Teacher tenure also protects the right of professors and teachers of performing independent research without fear of termination from their job. That research often makes these teachers experts in their fields of study, which in turn benefits us as students who will be in their classrooms. Removing teacher tenure removes the protection that teachers who perform research have from job termination.

Teacher tenure is not the only issue that will impact our lives should Issue 2 pass Tuesday. Here comes the part that does have to do with collective bargaining.

If Issue 2 passes, collective bargaining is essentially over and the right to strike for public employees becomes that much harder. So when a public union, say Columbus firefighters, want to negotiate a new contract with the government, they put forth a proposal. The government then puts forth a counter proposal. With collective bargaining, the government must negotiate with that union for money, safety, healthcare benefits. Should Issue 2 pass, collective bargaining dies and the government can tell our firefighters or police or nurses to take the counter proposal or leave it. Collective bargaining prevents Governor Kasich or any future governor or mayor from being able to slash operating budgets in half at will because they must negotiate with the unions. Collective bargaining prevents Governor Kasich or any future governor or mayor from lessening safety regulations or removing health benefits or paid vacations and sick time.

Issue 2 will end those protections, so if it passes, our police and firefighters and nurses can go to work with less pay, less benefits, and even faulty and cheaper equipment because collective bargaining will be gone and the government will be allowed to do whatever it wants. Just how long do you think it will be before Governor Kasich takes his big red pen and goes after the budgets of those protecting us every day should Issue 2 pass? And just how long do you think prospects for firefighting and police jobs will be interested in those jobs when they see an enemy in the statehouse?

For all the spin by the governor and the Republican legislators who tried to ram SB 5 down our throats about how this will save money, the reality is that is not their motivation. They hate collective bargaining because they hate how it gives power to unions to keep government honest in their dealings with the unions. Governor Kasich, like other Republican governors who were elected last year, is trying to break unions because they want to give the power to their friends in big business. They want to give power to the people that helped put them in power because at the end of the day, this is about politics and nothing more.

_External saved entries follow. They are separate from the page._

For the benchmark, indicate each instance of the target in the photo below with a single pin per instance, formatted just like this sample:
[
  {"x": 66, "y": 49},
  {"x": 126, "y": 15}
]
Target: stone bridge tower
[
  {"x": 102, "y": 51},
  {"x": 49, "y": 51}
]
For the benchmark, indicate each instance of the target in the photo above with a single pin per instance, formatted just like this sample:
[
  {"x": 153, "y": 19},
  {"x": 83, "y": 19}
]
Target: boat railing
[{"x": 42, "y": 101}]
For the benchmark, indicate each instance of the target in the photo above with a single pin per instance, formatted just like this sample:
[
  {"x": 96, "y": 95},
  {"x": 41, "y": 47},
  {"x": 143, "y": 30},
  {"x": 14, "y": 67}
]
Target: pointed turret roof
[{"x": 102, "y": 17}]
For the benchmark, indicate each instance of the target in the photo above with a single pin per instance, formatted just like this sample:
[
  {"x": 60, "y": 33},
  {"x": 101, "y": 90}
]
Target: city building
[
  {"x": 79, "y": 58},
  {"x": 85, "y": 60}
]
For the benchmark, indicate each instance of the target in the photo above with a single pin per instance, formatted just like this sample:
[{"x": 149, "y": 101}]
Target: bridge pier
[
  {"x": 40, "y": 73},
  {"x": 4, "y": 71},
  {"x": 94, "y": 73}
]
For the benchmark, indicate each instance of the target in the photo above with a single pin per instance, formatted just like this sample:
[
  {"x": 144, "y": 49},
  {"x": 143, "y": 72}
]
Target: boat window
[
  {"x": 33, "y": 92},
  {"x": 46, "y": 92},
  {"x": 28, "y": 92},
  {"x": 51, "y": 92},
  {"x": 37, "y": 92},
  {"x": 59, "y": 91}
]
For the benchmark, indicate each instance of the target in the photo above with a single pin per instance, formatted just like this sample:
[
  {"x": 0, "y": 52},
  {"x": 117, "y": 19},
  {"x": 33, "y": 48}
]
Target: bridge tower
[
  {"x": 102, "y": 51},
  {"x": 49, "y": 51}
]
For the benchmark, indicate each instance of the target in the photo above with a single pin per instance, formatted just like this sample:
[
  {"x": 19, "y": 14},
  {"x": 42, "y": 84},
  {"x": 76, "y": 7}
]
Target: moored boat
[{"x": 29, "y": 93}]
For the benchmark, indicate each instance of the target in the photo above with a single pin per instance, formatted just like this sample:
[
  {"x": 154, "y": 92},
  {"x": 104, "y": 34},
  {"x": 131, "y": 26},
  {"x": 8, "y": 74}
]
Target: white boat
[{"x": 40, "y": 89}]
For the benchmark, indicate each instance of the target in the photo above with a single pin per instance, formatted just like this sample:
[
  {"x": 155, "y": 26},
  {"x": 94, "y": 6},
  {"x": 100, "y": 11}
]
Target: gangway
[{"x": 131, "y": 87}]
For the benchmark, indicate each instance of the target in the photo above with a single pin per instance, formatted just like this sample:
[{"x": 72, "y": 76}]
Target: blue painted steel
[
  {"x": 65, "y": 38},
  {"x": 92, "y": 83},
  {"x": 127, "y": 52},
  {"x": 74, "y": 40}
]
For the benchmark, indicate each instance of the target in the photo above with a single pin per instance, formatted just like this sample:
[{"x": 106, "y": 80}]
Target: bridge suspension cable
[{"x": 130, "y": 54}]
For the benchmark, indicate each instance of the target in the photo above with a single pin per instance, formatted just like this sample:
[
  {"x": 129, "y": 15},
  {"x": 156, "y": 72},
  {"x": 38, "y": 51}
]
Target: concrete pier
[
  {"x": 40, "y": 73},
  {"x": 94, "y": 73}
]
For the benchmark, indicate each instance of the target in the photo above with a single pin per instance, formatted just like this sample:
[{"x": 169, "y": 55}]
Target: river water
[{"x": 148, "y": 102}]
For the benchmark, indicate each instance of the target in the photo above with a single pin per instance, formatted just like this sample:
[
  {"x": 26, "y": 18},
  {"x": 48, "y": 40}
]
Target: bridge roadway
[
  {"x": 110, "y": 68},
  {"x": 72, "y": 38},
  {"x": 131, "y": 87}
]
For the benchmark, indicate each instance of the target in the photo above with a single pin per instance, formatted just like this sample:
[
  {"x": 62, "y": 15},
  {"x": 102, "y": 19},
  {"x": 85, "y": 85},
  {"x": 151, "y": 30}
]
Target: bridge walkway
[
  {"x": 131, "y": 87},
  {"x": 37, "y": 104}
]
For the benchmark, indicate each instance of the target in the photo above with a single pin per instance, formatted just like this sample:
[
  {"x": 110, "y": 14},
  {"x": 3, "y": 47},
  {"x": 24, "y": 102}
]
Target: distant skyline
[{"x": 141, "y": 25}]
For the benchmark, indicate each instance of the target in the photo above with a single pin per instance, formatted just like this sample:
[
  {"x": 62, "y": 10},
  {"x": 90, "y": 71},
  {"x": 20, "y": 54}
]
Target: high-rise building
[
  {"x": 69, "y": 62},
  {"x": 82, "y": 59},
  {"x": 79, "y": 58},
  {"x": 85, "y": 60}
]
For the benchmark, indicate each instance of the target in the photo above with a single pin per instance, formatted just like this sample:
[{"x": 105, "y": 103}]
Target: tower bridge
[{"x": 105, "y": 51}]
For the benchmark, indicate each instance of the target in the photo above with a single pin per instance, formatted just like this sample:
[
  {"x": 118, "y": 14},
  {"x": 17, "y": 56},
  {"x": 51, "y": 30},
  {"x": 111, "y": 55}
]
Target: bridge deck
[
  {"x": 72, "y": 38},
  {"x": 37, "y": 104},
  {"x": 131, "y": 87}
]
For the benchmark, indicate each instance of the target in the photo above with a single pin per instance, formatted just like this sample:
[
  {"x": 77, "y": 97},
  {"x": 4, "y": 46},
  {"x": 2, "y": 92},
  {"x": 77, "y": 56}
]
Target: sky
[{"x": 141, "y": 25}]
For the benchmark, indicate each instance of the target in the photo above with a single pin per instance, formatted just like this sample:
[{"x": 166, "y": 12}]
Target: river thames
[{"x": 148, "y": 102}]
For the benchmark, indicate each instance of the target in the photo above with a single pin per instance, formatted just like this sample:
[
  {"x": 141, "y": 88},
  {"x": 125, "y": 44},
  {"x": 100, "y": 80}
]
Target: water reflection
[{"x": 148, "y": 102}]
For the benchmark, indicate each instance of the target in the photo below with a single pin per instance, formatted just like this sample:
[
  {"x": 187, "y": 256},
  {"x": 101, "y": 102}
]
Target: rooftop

The largest block of support for Democratic candidates in terms of financial donations is labor unions. During last year’s midterm elections, Republicans received money through many corporate friends while the biggest friend to Democratic candidates were, you guessed it, labor unions. In SB 5, there is a provision that tries to prevent unions from being able to make political donations and the reason for that is because they donate by and large to Democratic candidates. Should Issue 2 pass on Tuesday the largest block of campaign donations to Democrats will be gone in Ohio and that is the true motivating factor for the people who wrote and support this law.

Senate Bill 5/ Issue 2 is not about saving the budget. If that was the case taxes would be raised on the wealthy and on all of us. If Kasich was concerned about our financial problems, he would bring regulations back that prevent corporations from greed. This isn’t about the budget … it’s about politics and making sure that Democrats do not have a chance in future elections.

Governor Kasich is waging partisan warfare on the party that will go after him when he runs for re-election and his doing so is putting our state in peril. Issue 2 is bad for students, it’s bad for teachers, and it’s bad for firefighters and police and nurses. The only people that Issue 2 is good for are the rich and their bought-and-paid-for politicians like Governor Kasich.